ODDLY ENOUGH


ODDLY ENOUGH

In Indiana, couple weds at ‘A League of Their Own’ stadium

HUNTINGBURG, Ind.

Two baseball fans have tied the knot at a southern Indiana baseball stadium that features in the 1992 movie “A League of Their Own.”

Kristopher Weisheit and Brittany Birk took their vows Aug. 25 at home plate in League Stadium in Huntingburg.

Their groomsmen and bridesmaids lined up along the first and third baselines.

The (Jasper) Herald reports that the wedding was the first one at League Stadium.

Maintenance foreman Dale Payne says he’s “surprised that nobody had asked before then.”

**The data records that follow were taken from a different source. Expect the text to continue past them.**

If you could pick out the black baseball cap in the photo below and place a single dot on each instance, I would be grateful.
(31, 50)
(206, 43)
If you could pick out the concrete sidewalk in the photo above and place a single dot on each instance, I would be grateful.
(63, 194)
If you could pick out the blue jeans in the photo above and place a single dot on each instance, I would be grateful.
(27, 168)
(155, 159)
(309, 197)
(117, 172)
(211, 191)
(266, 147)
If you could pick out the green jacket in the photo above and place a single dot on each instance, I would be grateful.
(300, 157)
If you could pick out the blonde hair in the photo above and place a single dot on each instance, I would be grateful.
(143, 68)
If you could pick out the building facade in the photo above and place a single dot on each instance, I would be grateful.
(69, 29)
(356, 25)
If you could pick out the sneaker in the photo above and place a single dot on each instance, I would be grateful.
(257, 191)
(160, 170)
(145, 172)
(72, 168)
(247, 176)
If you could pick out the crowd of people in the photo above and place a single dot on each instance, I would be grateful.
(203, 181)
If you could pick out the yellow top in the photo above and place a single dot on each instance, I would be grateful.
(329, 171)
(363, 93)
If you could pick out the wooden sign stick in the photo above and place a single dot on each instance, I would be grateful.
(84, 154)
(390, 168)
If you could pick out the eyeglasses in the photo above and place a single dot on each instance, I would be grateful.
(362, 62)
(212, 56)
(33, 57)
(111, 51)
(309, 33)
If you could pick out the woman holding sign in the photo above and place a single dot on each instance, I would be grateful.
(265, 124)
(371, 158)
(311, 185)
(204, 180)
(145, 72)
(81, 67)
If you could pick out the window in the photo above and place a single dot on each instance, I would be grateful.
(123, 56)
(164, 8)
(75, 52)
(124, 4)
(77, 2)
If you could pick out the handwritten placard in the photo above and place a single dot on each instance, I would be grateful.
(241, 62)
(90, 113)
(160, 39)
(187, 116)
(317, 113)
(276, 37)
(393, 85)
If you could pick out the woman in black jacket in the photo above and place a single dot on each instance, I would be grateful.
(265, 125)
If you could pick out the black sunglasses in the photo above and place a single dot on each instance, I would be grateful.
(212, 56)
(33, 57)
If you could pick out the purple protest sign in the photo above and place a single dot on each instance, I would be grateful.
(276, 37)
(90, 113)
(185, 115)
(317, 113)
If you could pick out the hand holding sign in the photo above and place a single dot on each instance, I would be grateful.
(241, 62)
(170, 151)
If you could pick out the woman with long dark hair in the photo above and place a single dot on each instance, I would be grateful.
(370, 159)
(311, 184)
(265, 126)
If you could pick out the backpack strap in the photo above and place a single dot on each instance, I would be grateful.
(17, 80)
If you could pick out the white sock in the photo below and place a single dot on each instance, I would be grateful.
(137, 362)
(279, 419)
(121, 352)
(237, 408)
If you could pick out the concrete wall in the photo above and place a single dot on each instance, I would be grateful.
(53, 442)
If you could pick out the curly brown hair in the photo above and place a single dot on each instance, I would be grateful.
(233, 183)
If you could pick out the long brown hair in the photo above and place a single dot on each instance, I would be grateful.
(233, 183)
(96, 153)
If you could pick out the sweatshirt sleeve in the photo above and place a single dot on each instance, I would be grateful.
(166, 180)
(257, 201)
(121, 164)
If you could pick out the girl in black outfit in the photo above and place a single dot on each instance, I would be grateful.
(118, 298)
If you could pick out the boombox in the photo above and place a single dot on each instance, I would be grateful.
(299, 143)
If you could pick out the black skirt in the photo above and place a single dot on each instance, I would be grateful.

The venue was the home stadium to the Rockford Peaches in the 1992 movie about a women’s baseball league during World War II, starring Tom Hanks and Madonna.

It is in this movie that Hanks, playing team manager Jimmy Duggan, yells the immortal line: “There’s no crying in baseball!”

Reunited classmates can’t find time capsule buried 30 years ago

COLOMA, Mich.

Former classmates reunited in Michigan to uncover a time capsule buried 30 years ago. The result? They couldn’t find it.

The seven classmates and two teachers spent two hours Aug. 26 digging outside Coloma Junior High in southwestern Michigan.

Tracy Gilmer said she remembers putting a Michael Jackson cassette in the box in 1988, along with assignments from an accelerated writing-and-reasoning program, including a fictional country.

“We had our own constitution and I actually sewed a flag for our country. I think the flag is in” the time capsule, she told The Herald-Palladium.

A teacher, Sandi Sanders, said information about the capsule was filed away but lost.

Some wonder if rebellious classmates dug it up.

“We are all kind of in the dark trying to remember what was in it and where it is,” Sanders said.

Coloma Superintendent Dave Ehlers said the box may have been unearthed earlier when work was performed to alleviate flooding behind the school.

The group might use a different metal detector and keep hunting.

“It was an English class,” Sanders said. “We didn’t know how to measure.”